Who wants bonds? Still nobody.
They don’t work in the “new” old normal. War, macro volatility and profligate advanced economy sovereigns who act like they don’t have centuries of history to consult when assessing the risks associated with fiscal indiscipline, make govies, and particularly duration, a mug’s game.
And then there’s de-globalization, the return of great power competition, the end of sundry “peace dividends” and a generalized sense that we’re moving not just beyond multilateralism, but towards “all against all.”
To be sure, some of the factors which contributed to decades of disinflation remain in place. Demographics, for example. Just ask China about that.

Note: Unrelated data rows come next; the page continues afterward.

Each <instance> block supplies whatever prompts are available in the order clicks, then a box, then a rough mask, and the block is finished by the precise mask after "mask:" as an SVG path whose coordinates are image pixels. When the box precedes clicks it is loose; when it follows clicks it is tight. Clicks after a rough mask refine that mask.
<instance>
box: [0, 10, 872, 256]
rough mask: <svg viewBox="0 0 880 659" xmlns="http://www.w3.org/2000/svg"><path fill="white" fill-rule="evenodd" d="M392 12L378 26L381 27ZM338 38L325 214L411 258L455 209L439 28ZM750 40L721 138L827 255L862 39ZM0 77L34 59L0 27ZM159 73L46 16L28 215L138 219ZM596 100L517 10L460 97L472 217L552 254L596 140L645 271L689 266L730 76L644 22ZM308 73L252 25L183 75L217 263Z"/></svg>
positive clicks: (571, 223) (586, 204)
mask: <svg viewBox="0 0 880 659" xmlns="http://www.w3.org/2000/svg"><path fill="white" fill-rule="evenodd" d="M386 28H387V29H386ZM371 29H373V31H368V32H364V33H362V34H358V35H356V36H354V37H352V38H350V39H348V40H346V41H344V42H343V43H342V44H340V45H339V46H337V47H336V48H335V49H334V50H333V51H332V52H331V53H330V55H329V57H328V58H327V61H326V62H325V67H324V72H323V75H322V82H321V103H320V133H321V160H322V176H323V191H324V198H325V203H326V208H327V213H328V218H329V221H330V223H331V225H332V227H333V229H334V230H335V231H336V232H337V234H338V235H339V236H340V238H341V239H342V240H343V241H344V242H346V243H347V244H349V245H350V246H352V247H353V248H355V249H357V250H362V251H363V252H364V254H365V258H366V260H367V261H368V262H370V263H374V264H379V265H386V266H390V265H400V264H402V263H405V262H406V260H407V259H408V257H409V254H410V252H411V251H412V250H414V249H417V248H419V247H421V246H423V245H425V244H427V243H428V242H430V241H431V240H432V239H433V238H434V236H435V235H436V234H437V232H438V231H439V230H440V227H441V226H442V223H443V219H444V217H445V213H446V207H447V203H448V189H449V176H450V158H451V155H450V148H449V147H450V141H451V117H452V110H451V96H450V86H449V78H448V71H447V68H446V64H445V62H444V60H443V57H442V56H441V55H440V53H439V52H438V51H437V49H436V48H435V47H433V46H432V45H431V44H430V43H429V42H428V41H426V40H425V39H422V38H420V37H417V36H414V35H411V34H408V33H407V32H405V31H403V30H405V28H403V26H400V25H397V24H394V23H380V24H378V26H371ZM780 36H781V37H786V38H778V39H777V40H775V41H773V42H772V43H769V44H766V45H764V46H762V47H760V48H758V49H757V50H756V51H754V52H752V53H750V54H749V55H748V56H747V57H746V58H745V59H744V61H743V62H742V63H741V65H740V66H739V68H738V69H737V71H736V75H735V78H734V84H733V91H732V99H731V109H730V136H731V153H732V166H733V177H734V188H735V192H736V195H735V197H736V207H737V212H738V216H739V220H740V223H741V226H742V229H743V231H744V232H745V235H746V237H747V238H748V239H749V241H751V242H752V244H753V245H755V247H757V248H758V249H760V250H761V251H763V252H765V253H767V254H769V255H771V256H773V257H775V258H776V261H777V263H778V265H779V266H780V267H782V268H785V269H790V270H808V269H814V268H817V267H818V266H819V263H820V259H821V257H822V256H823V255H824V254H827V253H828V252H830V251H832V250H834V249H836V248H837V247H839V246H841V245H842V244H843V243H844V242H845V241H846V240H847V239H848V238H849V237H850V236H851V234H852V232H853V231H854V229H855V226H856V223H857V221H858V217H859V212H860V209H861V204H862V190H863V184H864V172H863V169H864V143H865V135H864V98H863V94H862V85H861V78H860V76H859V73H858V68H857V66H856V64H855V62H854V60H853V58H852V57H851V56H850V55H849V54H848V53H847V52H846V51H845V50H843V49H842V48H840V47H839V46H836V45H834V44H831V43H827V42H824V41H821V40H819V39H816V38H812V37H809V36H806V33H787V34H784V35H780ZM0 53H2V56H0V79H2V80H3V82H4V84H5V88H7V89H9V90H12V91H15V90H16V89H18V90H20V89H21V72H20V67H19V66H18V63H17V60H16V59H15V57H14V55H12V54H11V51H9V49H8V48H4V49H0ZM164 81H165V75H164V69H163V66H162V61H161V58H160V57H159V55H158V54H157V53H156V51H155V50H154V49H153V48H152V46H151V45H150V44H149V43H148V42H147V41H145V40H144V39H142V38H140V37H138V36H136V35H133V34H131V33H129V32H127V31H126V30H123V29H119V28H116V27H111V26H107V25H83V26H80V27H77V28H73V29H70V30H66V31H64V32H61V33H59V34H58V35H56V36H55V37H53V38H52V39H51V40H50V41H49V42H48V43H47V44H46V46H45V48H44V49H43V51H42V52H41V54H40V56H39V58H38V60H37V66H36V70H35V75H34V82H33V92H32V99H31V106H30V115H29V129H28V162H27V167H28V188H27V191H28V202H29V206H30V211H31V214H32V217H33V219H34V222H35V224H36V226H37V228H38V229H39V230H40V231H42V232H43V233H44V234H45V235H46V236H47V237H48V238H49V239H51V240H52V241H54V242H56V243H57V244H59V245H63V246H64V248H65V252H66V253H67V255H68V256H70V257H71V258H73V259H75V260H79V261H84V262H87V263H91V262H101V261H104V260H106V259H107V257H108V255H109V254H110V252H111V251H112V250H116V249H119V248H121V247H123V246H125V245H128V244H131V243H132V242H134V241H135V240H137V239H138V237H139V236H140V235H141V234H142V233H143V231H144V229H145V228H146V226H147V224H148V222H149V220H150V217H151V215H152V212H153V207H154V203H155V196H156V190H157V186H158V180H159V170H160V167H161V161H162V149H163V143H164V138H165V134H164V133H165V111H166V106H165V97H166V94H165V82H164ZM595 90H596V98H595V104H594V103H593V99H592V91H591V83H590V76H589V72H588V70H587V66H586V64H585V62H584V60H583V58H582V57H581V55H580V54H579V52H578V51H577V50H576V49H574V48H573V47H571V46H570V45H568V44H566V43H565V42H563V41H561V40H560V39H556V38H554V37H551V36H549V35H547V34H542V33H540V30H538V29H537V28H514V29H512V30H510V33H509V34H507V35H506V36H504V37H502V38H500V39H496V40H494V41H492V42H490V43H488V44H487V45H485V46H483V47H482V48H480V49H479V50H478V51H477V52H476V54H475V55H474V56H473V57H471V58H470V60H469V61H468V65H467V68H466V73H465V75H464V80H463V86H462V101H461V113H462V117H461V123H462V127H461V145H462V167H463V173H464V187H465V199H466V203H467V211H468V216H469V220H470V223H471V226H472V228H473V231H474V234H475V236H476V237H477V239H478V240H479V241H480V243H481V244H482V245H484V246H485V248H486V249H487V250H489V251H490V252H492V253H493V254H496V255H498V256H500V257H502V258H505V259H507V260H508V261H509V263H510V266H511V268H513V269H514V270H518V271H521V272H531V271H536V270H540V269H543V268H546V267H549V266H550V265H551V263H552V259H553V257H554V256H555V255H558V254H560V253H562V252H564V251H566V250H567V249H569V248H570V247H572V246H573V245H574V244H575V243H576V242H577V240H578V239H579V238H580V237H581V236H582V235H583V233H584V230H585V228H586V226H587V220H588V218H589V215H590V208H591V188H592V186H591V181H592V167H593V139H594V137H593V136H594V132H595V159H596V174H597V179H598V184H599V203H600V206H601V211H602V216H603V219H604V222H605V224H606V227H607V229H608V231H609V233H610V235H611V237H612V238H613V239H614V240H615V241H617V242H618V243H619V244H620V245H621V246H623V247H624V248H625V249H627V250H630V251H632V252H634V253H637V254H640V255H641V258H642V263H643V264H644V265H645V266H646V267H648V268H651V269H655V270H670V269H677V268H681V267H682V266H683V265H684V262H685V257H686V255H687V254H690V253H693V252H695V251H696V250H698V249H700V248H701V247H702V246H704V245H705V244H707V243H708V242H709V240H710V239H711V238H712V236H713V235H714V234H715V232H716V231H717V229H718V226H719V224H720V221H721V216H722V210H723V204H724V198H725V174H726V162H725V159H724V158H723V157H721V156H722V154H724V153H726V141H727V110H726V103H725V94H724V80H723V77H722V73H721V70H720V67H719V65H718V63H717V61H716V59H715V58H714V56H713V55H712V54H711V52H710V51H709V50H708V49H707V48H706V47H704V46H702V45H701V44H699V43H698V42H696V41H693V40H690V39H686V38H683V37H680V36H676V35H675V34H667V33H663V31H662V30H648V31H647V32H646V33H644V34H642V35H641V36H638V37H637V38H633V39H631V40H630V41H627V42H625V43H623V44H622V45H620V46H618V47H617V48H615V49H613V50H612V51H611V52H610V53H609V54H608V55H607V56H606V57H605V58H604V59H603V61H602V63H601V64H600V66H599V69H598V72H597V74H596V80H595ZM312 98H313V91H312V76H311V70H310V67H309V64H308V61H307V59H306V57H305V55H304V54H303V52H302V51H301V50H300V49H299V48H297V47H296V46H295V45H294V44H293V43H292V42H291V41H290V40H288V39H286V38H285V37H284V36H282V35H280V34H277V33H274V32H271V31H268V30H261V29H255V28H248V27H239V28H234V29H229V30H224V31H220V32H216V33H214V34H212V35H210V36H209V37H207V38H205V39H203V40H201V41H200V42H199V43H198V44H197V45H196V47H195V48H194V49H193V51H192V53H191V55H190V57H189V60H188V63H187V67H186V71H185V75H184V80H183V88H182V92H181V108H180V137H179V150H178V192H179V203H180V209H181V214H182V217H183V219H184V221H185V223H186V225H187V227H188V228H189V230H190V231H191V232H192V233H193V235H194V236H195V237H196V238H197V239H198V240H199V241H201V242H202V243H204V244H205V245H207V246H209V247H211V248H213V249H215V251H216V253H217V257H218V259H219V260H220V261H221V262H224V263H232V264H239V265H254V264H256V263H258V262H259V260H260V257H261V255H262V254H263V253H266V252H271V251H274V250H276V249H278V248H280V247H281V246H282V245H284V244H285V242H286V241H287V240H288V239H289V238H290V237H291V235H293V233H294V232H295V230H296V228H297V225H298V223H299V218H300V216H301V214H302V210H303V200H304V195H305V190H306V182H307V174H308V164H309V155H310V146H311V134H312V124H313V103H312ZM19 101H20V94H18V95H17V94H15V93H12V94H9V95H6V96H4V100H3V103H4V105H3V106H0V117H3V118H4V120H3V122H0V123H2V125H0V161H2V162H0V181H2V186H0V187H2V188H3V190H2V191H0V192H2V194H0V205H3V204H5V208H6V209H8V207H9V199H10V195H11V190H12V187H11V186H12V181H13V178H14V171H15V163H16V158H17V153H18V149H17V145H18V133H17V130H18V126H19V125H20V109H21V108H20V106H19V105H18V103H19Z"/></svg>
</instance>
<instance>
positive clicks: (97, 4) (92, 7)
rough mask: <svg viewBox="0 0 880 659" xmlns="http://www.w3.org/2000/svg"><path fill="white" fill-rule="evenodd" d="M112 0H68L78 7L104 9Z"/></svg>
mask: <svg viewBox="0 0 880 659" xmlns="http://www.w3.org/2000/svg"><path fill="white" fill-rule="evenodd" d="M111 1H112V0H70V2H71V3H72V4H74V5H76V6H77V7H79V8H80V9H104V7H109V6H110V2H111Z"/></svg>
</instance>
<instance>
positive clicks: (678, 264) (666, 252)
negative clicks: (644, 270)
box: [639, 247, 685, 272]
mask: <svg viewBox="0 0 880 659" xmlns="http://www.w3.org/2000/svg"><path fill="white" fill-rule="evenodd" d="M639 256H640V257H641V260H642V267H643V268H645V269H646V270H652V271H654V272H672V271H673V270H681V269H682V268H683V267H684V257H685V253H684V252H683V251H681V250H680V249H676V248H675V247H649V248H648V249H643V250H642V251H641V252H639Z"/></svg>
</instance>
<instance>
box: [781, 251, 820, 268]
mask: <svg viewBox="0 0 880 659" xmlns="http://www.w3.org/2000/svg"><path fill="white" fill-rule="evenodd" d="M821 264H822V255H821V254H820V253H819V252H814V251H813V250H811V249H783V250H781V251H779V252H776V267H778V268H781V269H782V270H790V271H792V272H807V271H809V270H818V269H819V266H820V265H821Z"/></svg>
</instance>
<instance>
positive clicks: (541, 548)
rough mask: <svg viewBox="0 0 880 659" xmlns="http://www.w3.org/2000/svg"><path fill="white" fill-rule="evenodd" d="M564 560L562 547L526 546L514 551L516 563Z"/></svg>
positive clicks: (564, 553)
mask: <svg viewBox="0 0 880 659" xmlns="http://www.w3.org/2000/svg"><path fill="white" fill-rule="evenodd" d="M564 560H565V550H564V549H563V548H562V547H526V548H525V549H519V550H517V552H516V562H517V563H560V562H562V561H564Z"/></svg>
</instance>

But by and large, the macro consensus revolves around the notion that we’ve entered an era of higher inflation, big spending and less-predictable macro outcomes, which is in turn perilous for bonds.

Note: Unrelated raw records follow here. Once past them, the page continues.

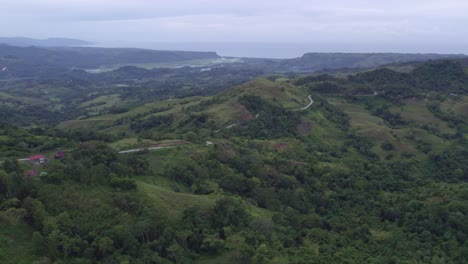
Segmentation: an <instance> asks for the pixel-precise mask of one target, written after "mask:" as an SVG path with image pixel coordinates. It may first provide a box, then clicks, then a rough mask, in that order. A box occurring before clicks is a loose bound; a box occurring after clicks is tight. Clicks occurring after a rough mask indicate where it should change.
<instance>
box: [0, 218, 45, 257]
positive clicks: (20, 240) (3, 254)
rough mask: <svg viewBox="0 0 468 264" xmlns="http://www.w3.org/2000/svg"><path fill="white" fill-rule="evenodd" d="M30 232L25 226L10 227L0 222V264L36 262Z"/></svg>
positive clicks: (21, 225) (24, 225) (3, 222)
mask: <svg viewBox="0 0 468 264" xmlns="http://www.w3.org/2000/svg"><path fill="white" fill-rule="evenodd" d="M32 232H33V230H32V228H31V227H29V226H27V225H25V224H18V225H16V226H11V225H10V224H7V223H5V222H3V221H2V220H0V263H2V264H30V263H33V262H34V261H35V260H37V259H38V257H37V256H35V255H34V253H33V244H32V242H31V236H32Z"/></svg>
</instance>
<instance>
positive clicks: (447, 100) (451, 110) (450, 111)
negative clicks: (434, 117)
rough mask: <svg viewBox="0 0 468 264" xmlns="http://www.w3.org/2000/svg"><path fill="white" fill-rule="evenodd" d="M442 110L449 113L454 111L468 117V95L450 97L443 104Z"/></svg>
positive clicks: (454, 111) (461, 114)
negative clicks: (450, 97) (456, 96)
mask: <svg viewBox="0 0 468 264" xmlns="http://www.w3.org/2000/svg"><path fill="white" fill-rule="evenodd" d="M441 110H442V111H444V112H447V113H453V114H456V115H461V116H463V117H465V118H466V117H468V96H460V97H457V98H449V99H447V100H445V101H444V102H443V103H442V104H441Z"/></svg>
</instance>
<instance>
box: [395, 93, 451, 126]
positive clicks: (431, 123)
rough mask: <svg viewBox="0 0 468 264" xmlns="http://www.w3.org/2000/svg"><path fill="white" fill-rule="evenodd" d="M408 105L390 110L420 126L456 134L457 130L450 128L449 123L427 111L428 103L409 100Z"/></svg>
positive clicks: (401, 116) (406, 103)
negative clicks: (455, 131)
mask: <svg viewBox="0 0 468 264" xmlns="http://www.w3.org/2000/svg"><path fill="white" fill-rule="evenodd" d="M405 103H406V104H405V105H403V106H400V107H392V108H391V109H390V110H391V111H392V112H394V113H399V114H400V115H401V117H402V118H403V120H406V121H410V122H415V123H416V124H418V125H431V124H433V125H436V126H437V127H438V128H439V130H440V132H442V133H455V130H454V129H452V128H450V127H448V125H447V123H446V122H445V121H443V120H442V119H440V118H437V117H436V116H434V115H433V114H432V113H431V111H429V109H427V106H426V104H427V102H425V101H413V100H407V101H406V102H405Z"/></svg>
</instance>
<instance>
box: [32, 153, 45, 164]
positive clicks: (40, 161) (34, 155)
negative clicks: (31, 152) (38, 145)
mask: <svg viewBox="0 0 468 264" xmlns="http://www.w3.org/2000/svg"><path fill="white" fill-rule="evenodd" d="M28 159H29V161H30V162H33V163H36V164H37V163H40V164H42V163H45V162H46V157H45V156H44V155H34V156H31V157H29V158H28Z"/></svg>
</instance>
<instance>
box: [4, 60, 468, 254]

I get it. God knows I do. I’ve spent half a decade telling that story, paraphrasing myself who knows how many times in the process. But everything has a price, and if you ask BofA, 5% on the US long bond is an entry point.
The figures above — and if you’ve seen them by now, you’ll forgive to me; I got a little distracted editorially last week by the single-most acute bout of geopolitical tumult since Ukraine and quite possibly since 9/11 — give you a sense of the ostensible opportunity on offer.

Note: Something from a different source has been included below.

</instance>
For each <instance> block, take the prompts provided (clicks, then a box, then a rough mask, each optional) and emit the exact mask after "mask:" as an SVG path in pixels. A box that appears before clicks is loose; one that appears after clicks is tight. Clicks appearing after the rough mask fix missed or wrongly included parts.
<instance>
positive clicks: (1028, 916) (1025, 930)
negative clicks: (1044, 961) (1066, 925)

US government bonds are in 2026 what US stocks were in 2008: A contrarian trade for the bold. (Technically the S&P bottomed in early 2009, but you get the point.)
“[We are a] happy buyer of the 30-year US Treasury at 5%,” BofA’s Michael Hartnett wrote, in his latest. But that endorsement came with a caveat. “Until electorates vote for fiscal discipline, the next few years are more likely to see bear market rallies in government bonds” as opposed to the onset of a new secular bull, he said.
While I too am a buyer of US government debt, I wait for 5% on 10s (that’s a much higher threshold) and I’d gently suggest the only people less enthusiastic about austerity than politicians are voters.



I worry that we might think we are at peak “fiscal indiscipline”, but we aren’t. And then it got worse!
I love buying traditionally sound investments when they are really beat down, but I have been unable to commit to LT government bonds — at least not while fully insured 2-year CDs are dancing around 4%, and our current administration has just about 2 ½ (legitimate) years left in office. 5% on the ten-year would be very tempting, but it has been very rare over the past 20-years. (Currently, it seems to be where one of the TACO lines in the sand has been drawn.) At 5.5%, I would likely commit to some 20-year durations and still sleep well at night. Does that make me a bond vigilante?
I’m doing my 5% on 10-20 year insured munis, lots of them.